Department of Neurology, Soonchunhyang University College of Medicine, Seoul, Korea.
J Clin Neurol. 2006 Sep;2(3):171-8. doi: 10.3988/jcn.2006.2.3.171. Epub 2006 Sep 20.
There is no clear description about the patterns of each mechanism of striatocapsular infarctions. The aims of our study were to elucidate differences in the distributions of lesions of acute middle cerebral artery (MCA) infarctions involving the striatocapsular region and to compare those following embolic striatocapsular infarctions with those originating from MCA disease.
We prospectively enrolled patients with acute infarcts located in the lenticulostriate artery territory that were not lacunar infarcts. Brain coronal diffusion-weighted imaging (DWI) was obtained and magnetic resonance angiography (MRA) was carried out to evaluate the distribution of infarct lesions and MCA stenosis in all patients. The types of infarct distribution were divided into three categories: (1) dominant in the distal territory (DD), (2) distributed equally between the distal and proximal territories (DE), and (3) dominant in the proximal territory. We performed tests for embolic sources (transthoracic echocardiography, transesophageal echocardiography, Holter monitoring, and contrast-enhanced MRA including the aortic arch) in most patients. Stroke mechanisms were classified into stroke from proximal embolism, MCA disease, and stroke of undetermined etiology.
A total of 47 patients (28 men and 19 women; mean age, 62 years) were recruited.
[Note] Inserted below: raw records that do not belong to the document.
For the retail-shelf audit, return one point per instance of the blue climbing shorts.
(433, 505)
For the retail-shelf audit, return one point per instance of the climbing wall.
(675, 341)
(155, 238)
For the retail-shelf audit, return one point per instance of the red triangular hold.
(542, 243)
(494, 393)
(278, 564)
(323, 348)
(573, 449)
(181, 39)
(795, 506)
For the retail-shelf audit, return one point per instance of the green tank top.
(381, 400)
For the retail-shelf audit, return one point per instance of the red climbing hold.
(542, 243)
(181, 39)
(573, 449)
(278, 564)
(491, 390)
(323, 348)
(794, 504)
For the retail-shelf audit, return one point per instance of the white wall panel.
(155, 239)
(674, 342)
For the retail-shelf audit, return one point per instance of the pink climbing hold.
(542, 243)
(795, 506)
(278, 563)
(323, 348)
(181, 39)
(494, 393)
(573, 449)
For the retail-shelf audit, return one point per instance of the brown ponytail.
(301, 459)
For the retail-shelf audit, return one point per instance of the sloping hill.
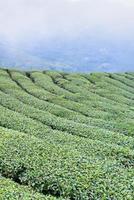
(66, 136)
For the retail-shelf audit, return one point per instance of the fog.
(101, 25)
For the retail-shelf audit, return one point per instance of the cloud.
(66, 18)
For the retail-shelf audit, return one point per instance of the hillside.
(66, 135)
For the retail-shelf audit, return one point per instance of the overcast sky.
(21, 19)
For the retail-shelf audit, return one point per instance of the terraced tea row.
(60, 171)
(70, 136)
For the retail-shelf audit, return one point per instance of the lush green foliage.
(70, 136)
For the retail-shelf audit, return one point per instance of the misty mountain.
(83, 56)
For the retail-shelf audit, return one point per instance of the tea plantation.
(66, 135)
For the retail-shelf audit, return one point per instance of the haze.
(101, 31)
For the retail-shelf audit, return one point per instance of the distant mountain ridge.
(73, 56)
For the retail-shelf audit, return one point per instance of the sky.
(104, 21)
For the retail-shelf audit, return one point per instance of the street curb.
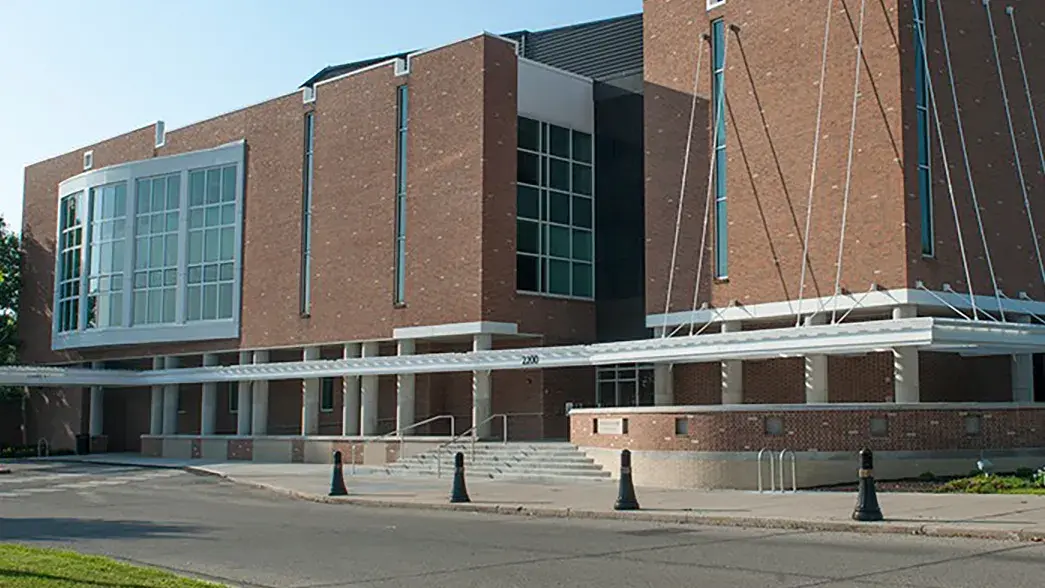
(927, 530)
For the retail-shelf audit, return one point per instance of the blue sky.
(73, 72)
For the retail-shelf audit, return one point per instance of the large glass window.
(212, 244)
(718, 110)
(70, 261)
(402, 117)
(555, 207)
(156, 250)
(306, 216)
(147, 247)
(924, 132)
(105, 290)
(627, 384)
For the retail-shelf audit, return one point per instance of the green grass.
(993, 485)
(31, 567)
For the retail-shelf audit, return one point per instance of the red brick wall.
(772, 71)
(921, 429)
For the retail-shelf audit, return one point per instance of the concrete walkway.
(944, 515)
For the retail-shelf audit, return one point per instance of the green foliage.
(10, 285)
(994, 485)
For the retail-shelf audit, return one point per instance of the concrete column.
(368, 392)
(482, 397)
(350, 395)
(208, 401)
(816, 370)
(905, 372)
(733, 372)
(245, 400)
(97, 404)
(404, 393)
(1023, 373)
(310, 397)
(156, 408)
(664, 384)
(259, 404)
(170, 399)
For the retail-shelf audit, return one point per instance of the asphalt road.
(216, 531)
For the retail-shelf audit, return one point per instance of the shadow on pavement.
(66, 528)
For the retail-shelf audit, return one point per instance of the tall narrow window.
(306, 217)
(105, 290)
(718, 112)
(924, 132)
(402, 117)
(70, 266)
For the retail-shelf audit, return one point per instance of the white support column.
(404, 393)
(816, 369)
(310, 397)
(733, 372)
(905, 372)
(245, 400)
(664, 384)
(1023, 373)
(482, 397)
(369, 389)
(259, 404)
(156, 407)
(208, 400)
(97, 404)
(170, 399)
(350, 395)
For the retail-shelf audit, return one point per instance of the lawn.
(31, 567)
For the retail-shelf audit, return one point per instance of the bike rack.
(772, 476)
(794, 479)
(782, 478)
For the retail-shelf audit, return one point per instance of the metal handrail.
(398, 432)
(772, 474)
(794, 479)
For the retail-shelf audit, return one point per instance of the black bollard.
(459, 493)
(866, 502)
(626, 495)
(338, 481)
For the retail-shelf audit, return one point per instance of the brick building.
(493, 229)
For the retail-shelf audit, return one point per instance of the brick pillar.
(350, 396)
(404, 398)
(733, 372)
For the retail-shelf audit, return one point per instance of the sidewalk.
(942, 515)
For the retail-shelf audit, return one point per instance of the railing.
(772, 470)
(472, 430)
(398, 432)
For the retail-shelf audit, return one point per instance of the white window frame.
(126, 333)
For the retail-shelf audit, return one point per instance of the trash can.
(83, 444)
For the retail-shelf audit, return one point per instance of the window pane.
(558, 277)
(582, 212)
(559, 205)
(527, 274)
(528, 168)
(560, 141)
(527, 237)
(582, 146)
(582, 245)
(527, 203)
(529, 133)
(559, 241)
(582, 179)
(559, 174)
(229, 184)
(582, 280)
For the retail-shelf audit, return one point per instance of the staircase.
(533, 462)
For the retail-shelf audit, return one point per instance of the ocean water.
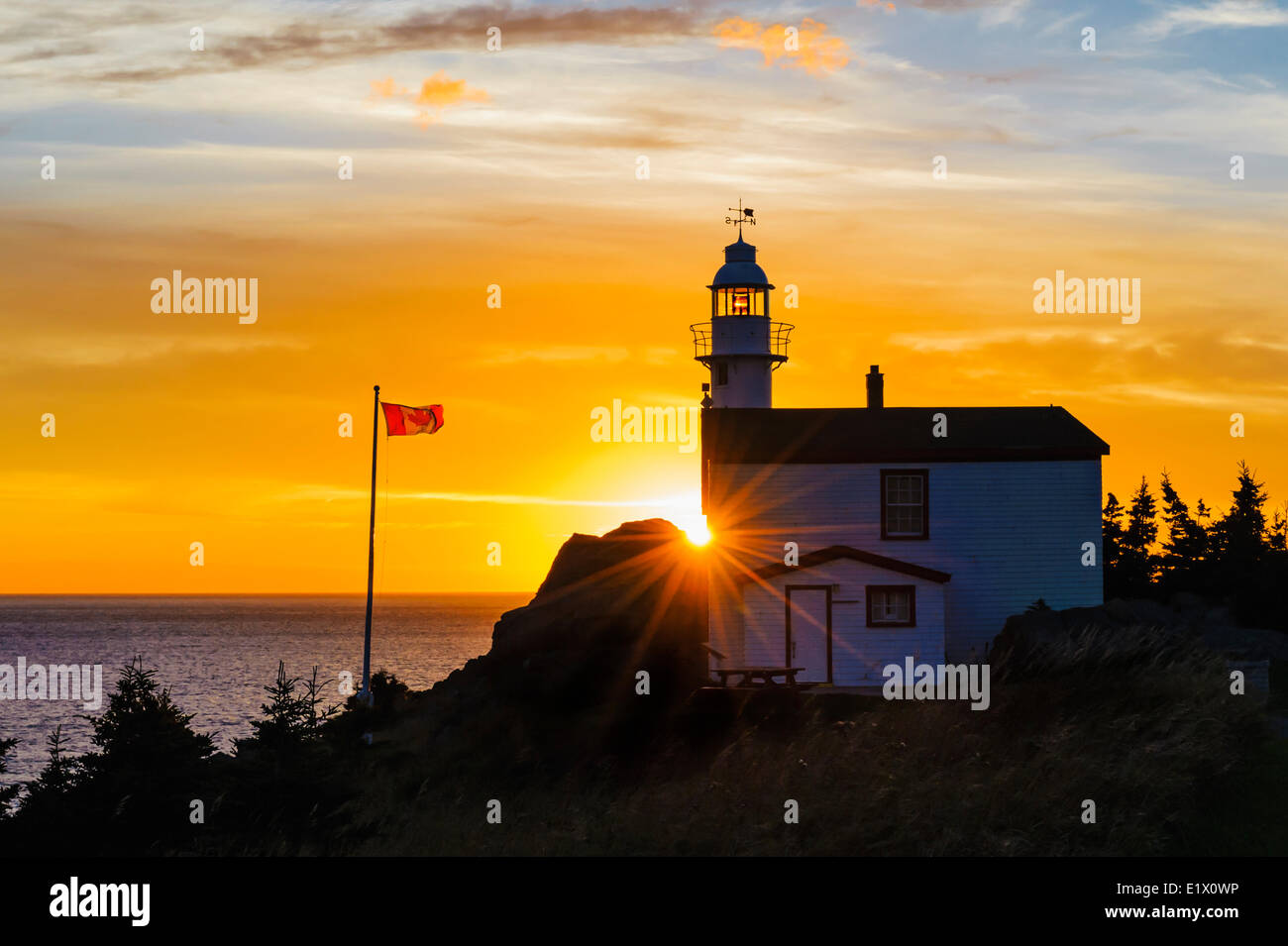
(217, 654)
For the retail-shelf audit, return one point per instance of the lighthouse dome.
(741, 267)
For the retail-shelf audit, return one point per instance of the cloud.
(436, 93)
(329, 39)
(1220, 14)
(806, 47)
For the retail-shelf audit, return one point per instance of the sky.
(536, 205)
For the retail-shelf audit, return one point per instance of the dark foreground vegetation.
(553, 734)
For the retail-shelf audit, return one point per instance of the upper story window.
(892, 605)
(905, 504)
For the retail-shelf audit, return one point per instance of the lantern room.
(741, 345)
(741, 286)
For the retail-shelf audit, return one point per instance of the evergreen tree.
(1184, 556)
(1243, 529)
(1136, 562)
(1111, 545)
(8, 793)
(55, 779)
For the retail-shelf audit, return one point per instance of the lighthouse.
(741, 345)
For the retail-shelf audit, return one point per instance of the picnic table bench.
(765, 675)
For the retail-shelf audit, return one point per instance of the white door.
(807, 631)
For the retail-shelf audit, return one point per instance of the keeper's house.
(846, 540)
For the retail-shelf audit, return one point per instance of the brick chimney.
(876, 387)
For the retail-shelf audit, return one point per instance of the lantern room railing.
(746, 336)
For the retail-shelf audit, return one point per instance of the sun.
(684, 511)
(696, 530)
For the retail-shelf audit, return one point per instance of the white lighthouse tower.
(741, 345)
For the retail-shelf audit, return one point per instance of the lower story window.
(892, 605)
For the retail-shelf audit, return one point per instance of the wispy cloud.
(437, 93)
(1220, 14)
(806, 47)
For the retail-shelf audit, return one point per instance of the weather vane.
(746, 215)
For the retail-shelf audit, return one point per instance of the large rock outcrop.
(613, 605)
A proximal embolic source was significantly more prevalent in patients with a DE lesion than in those with a DD lesion. The most common proximal embolic source was of cardiac origin. In contrast, symptomatic MCA stenoses were more common in patients with a DD lesion than in those with a DE lesion.
These results suggest that the dominant area of striatocapsular infarction on coronal DWI is an important clue for stroke etiology. Coronal DWI could therefore be helpful to determining the mechanisms in patients with striatocapsular infarctions that are currently described as having an "undetermined etiology" according to the Trial of Org 10172 in Acute Stroke Treatment classification.
对于纹状体-脑囊梗死各机制的模式,尚无明确的描述。本研究旨在阐明累及纹状体-脑囊区域的急性大脑中动脉(MCA)梗死病变分布的差异,并比较栓塞性纹状体-脑囊梗死与起源于 MCA 病变的梗死。
我们前瞻性纳入了非腔隙性梗死的急性位于纹状体纹状动脉区域的梗死患者。对所有患者均行脑冠状位弥散加权成像(DWI)和磁共振血管造影(MRA)以评估梗死病变和 MCA 狭窄的分布。梗死分布类型分为 3 种:(1)远侧优势型(DD),(2)远侧和近侧分布均等型(DE),(3)近侧优势型。我们对大多数患者进行了栓塞源检查(经胸超声心动图、经食管超声心动图、动态心电图监测和对比增强 MRA 包括主动脉弓)。将卒中机制分为近端栓塞性卒中、MCA 病变性卒中和病因不明性卒中。
共纳入 47 例患者(28 例男性和 19 例女性;平均年龄 62 岁)。DE 病变患者中,近端栓塞源更常见。最常见的近端栓塞源来自心脏。相比之下,DD 病变患者中,症状性 MCA 狭窄更为常见。
这些结果表明,冠状位 DWI 上纹状体-脑囊梗死的优势区是卒中病因的重要线索。因此,冠状位 DWI 可能有助于确定目前根据急性卒中治疗试验的 Org 10172 分类描述为“病因不明”的纹状体-脑囊梗死患者的机制。